Simplified as: (y-8)(400-20y)=700.

x^2-28x+ 195=0

(x- 13)(x- 15)=0

X= 13 or 15 is greater than 10, which contradicts my hypothesis, so it is not valid.

To sum up: when the price rises to 13 yuan or 15 yuan, the daily profit will reach 700 yuan.

Formula analysis (x-8) × [200-(x-10)/0.5 ×10] = 700: (x-8) represents the profit of each commodity; 200-(x-10)/0.5×10 represents the quantity of goods sold after the price increase; [profit per commodity] x[ quantity of commodities sold after price increase] = [daily profit] is the following formula: (x-8) × [200-(x-10)/0.5×10] = 700.

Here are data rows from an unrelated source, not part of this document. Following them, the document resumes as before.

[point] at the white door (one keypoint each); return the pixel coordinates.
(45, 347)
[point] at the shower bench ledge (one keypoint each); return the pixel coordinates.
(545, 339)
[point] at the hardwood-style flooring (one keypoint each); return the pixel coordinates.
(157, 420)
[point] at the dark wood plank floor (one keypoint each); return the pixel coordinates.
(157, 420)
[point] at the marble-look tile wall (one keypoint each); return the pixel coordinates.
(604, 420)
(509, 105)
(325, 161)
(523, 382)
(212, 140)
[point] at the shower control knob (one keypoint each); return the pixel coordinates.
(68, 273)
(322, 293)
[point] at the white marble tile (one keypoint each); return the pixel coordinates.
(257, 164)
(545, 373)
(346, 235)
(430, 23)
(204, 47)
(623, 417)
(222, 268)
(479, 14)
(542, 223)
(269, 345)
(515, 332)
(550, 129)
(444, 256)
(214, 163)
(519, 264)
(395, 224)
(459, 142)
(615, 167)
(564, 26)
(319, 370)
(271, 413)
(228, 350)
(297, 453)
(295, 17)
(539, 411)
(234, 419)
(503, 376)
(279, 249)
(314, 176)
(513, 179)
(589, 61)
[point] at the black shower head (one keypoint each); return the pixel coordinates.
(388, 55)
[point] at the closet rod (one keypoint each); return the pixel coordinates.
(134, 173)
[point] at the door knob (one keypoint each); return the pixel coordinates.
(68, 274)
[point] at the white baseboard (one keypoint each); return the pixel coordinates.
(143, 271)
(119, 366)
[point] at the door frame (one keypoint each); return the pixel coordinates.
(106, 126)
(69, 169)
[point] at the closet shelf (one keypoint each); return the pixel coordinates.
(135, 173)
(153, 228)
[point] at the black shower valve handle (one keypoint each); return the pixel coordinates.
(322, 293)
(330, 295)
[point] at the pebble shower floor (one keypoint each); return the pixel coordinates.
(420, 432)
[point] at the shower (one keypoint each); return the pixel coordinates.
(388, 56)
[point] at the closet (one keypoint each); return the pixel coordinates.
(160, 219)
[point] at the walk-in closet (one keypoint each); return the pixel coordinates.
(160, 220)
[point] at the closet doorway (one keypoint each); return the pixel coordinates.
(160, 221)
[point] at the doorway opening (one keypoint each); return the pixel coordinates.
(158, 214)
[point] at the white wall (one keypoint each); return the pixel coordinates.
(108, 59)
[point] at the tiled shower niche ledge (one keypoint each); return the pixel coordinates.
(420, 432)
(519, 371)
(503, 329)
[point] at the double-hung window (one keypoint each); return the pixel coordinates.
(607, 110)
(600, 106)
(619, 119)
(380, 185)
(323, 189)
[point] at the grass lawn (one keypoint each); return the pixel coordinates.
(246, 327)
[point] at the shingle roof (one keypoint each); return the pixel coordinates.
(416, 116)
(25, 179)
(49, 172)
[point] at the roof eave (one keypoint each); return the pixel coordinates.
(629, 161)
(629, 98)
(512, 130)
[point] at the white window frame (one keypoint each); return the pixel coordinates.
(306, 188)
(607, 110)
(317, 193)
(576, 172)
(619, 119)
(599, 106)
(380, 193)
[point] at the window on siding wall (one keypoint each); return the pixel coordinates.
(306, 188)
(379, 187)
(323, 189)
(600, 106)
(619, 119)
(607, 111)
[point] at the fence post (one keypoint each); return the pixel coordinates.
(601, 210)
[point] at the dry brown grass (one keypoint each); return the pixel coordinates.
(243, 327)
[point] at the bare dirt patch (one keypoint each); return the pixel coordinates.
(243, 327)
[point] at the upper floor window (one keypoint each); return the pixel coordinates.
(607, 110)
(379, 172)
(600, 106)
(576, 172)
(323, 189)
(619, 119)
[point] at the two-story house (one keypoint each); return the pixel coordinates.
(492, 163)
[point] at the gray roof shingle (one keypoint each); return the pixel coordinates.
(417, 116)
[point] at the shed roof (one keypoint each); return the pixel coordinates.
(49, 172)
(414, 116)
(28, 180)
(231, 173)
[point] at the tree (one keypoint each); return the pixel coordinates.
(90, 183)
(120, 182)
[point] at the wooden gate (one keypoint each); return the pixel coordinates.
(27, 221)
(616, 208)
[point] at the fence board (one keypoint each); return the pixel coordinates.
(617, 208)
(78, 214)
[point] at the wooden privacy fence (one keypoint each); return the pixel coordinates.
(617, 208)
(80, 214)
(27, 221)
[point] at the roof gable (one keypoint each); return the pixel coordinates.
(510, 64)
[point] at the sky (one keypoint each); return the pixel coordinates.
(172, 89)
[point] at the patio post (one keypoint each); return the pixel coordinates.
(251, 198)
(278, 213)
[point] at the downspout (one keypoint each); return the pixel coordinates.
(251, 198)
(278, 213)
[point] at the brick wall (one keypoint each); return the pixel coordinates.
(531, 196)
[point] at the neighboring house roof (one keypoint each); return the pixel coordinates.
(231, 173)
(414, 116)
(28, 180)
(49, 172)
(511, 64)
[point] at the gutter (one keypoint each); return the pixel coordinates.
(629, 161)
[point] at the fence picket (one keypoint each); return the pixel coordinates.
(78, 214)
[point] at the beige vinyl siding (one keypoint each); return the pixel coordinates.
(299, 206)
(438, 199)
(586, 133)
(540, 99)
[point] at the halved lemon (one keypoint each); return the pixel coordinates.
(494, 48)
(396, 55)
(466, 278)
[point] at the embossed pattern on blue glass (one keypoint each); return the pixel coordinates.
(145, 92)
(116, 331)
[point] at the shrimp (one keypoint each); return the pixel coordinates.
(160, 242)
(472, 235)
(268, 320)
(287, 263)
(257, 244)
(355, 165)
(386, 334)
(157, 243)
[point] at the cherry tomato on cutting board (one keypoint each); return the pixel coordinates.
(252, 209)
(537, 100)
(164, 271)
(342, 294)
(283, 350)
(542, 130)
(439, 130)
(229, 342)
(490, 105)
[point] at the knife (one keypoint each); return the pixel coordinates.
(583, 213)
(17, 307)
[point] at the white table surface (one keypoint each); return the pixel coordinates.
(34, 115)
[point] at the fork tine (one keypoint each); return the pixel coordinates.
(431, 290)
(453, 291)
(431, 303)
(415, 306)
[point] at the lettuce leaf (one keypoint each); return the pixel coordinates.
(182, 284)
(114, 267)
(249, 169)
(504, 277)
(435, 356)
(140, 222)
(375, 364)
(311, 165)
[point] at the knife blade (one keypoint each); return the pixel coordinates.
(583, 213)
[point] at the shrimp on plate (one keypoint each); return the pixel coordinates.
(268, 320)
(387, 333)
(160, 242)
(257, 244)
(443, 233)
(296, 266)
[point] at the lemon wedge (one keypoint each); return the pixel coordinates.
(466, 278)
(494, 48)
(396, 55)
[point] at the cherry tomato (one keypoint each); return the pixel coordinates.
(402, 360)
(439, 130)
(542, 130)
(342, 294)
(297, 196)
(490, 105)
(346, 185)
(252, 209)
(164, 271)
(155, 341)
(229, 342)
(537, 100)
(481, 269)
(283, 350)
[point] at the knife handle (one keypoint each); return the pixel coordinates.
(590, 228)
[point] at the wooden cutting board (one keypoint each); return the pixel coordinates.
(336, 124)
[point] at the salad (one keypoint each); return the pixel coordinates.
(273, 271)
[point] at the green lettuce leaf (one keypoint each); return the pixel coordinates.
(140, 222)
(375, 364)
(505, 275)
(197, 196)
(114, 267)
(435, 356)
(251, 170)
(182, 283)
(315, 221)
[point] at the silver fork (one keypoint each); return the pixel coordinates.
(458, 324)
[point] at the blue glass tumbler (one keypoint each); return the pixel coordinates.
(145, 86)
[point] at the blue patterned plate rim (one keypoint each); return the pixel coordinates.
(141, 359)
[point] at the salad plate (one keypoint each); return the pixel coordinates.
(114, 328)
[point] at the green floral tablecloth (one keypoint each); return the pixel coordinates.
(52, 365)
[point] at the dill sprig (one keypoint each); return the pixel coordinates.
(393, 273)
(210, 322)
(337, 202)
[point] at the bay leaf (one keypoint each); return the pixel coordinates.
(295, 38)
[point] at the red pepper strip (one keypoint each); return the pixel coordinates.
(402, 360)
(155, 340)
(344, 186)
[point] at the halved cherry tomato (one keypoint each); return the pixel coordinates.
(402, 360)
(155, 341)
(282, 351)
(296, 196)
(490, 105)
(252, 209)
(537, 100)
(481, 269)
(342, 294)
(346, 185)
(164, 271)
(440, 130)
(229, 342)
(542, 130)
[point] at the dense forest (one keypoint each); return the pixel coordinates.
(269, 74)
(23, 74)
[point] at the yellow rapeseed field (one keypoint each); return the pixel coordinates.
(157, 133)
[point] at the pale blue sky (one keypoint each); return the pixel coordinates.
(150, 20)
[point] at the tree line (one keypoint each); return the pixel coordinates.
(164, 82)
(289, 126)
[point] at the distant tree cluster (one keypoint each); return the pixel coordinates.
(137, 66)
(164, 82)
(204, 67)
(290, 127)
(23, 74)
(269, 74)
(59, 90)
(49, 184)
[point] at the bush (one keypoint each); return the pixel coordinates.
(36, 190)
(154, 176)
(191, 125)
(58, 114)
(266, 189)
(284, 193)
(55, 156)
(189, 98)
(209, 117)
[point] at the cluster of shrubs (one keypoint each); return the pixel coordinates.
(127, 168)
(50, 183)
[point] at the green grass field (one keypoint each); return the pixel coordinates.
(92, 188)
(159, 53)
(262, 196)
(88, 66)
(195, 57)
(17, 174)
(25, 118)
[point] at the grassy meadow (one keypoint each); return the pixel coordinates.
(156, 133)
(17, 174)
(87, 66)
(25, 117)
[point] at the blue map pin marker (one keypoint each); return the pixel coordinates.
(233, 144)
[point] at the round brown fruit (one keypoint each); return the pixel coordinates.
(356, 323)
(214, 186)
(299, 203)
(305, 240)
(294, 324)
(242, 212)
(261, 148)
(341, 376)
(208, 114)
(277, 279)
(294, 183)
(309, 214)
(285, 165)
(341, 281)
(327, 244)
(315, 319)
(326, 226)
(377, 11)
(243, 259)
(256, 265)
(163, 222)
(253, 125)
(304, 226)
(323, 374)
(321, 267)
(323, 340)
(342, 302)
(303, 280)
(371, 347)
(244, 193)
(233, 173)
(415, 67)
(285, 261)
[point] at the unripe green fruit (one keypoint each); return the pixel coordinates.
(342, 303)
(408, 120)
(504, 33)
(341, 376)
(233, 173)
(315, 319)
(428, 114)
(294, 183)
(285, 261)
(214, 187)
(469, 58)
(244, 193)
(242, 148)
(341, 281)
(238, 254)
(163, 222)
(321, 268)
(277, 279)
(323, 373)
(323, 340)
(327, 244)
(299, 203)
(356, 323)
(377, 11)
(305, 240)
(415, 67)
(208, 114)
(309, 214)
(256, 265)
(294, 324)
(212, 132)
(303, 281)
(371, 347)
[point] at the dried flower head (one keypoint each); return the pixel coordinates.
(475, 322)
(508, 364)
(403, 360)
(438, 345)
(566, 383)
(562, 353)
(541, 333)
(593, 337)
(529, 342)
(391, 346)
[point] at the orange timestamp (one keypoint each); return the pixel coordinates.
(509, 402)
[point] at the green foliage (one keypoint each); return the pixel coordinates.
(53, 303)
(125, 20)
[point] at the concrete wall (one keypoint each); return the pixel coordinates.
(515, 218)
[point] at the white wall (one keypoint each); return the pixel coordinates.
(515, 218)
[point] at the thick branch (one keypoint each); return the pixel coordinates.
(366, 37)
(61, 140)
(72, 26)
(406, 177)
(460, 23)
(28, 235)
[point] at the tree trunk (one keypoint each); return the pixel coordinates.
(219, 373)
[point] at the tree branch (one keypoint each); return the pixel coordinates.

(2) If the selling price is set at X yuan per piece, and the profit gained on this day can be Y yuan, then the meaning of the question is:

y =(x-8)×[200-(x- 10)/0.5× 10]

=(x-8)(400-20 times)

= - 20(x^2-28x+ 160)

= -20[(x- 14)^2-36]

=720-20(x- 14)^2

When x= 14, ymax=720.

That is, when the selling price is set at 14 yuan, you can make the biggest profit on this day and 720 yuan.

The correct answer is as above, welcome to adopt! Thank you very much.